Review: 'Bridesmaids' Tries to Marry Raunchy Spectacle and Romantic Comedy

Review: Kristin Wiig is worth watching, but "Bridesmaids" is bipolar.

ByABC News
May 13, 2011, 5:30 AM

May 13, 2011 — -- I don't want to see a bride-to-be defecate into a wedding dress in the middle of a street. It stands to reason that a lot of movie-goers don't either.

"Bridesmaids," in theaters today, is full of laugh-out-loud moments. The "aww"-inducing interludes are well played. But what lingers are the over-the-top, at times grotesque scenes that seem to go on at least five minutes too long and can provoke the kind of eye-covering and cringing usually reserved for films that are not romantic comedies.

The premise: Single, broke, and barely employed Annie (Kristen Wiig) is asked to be the maid of honor for the wedding of her childhood best friend, Lillian (Maya Rudolph). Annie butts heads with Helen (Rose Byrne), a fellow bridesmaid and a Stepford Wife spawn who wears a full-length ballroom gown to Lillian's engagement party. Chaos ensues.

There's the battle of who can give the best toast at the engagement affair, in which Annie and Helen grab the mic out of each other's hands no less than eight times. There's the aforementioned defecation scene, which follows the bridal party experiencing the most poignant moments of food poisoning at an upscale bridal salon.

There's the Las Vegas bachelorette party, which ends before it starts because Annie has a prescription drug-fueled psychotic episode on the flight that forces the entire group to be escorted off the plane by an air marshal. And just when it seems Annie can't get more insane, there's the bridal shower, where she goes ballistic and attempts to knock over a giant chocolate fondue fountain after Helen presents Lillian with a trip to Paris.

Wiig's aim is admirable. As the star and co-writer of the film, she takes the female-driven comedy to places it hasn't been before. Women have never relished raunch like this -- when Annie tells Lillian she merely had an "adult sleepover" with her hookup buddy, played by Jon Hamm, Lillian sweetly retorts, "Did you let him sleepover in your mouth?"

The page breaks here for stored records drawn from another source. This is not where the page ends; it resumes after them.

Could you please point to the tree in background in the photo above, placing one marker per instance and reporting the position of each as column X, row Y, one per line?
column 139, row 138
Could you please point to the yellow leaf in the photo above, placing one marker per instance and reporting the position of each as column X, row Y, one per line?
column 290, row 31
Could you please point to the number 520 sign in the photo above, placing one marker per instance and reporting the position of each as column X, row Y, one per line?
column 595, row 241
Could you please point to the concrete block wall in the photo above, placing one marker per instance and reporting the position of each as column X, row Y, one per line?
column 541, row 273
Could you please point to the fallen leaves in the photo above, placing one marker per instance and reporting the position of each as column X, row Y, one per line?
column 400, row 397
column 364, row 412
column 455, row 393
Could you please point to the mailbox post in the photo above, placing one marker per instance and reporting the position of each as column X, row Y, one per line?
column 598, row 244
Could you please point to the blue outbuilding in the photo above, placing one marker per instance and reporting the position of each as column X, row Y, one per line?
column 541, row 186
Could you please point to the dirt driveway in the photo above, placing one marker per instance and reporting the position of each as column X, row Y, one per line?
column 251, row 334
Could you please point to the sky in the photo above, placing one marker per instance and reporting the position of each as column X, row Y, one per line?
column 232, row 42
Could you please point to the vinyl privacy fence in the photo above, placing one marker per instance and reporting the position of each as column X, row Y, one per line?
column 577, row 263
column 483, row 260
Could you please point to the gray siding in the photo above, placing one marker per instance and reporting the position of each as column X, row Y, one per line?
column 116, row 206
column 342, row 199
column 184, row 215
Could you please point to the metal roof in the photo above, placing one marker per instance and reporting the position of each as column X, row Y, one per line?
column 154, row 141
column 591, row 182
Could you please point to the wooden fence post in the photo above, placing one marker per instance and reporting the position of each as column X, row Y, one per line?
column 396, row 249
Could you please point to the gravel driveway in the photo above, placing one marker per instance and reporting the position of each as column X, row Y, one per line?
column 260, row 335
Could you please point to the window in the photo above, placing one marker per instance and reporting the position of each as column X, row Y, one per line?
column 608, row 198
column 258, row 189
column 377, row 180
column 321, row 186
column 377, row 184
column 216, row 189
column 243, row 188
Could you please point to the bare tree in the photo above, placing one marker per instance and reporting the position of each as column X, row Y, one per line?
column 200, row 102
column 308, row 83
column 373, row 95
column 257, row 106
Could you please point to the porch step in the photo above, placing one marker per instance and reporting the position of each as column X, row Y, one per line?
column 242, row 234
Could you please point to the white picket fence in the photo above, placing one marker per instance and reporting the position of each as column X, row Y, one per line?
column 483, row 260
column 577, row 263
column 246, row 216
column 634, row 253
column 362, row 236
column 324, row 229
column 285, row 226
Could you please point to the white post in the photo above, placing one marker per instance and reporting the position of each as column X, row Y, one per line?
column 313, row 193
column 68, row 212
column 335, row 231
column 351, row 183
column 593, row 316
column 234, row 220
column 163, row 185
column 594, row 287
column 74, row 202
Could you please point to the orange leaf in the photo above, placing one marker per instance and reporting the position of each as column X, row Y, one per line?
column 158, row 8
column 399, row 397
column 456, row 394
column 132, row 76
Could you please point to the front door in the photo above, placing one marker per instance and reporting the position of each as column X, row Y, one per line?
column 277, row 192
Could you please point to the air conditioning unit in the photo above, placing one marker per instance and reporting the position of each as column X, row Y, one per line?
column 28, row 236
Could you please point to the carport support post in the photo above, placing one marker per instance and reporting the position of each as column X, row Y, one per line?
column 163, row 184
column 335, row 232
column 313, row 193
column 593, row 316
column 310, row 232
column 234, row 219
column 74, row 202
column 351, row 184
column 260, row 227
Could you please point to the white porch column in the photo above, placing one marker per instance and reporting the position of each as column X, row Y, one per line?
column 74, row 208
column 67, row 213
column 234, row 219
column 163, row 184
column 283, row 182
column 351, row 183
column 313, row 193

The banter between Wiig and Rudolph is also a welcome departure from the norm. Their "Saturday Night Live" skills shine and they channel the awesomeness of the female friendship even when Annie goes off the rails. Wiig and Rudolph one-on-one makes watching the less pleasurable parts of "Bridesmaids" worth it.

Much has been made of "Bridesmaids" being the female equivalent of "The Hangover," the 2009 hit about a bachelor party gone awry. Indeed, the movies share the same executive producer, Judd Apatow, and a similar motley crew of characters. ("Gilmore Girls" co-star Melissa McCarthy, as Megan, out-crazies Zach Galifianakis' Alan, stealing puppies, hitting on an air marshal and suggesting a "Fight Club" theme for the bridal shower. Maybe they should be in a movie together.)

To oversimplify "Bridesmaids," it's "The Hangover" meets "Sex and the City." And while Apatow's fingerprints are all over the film's in-your-face, cheaply comedic moments, the movie belongs to Wiig and her witty portrayal of wedding mania to which so many women can relate. With the exception of that gag-worthy bridal salon scene, let's hope.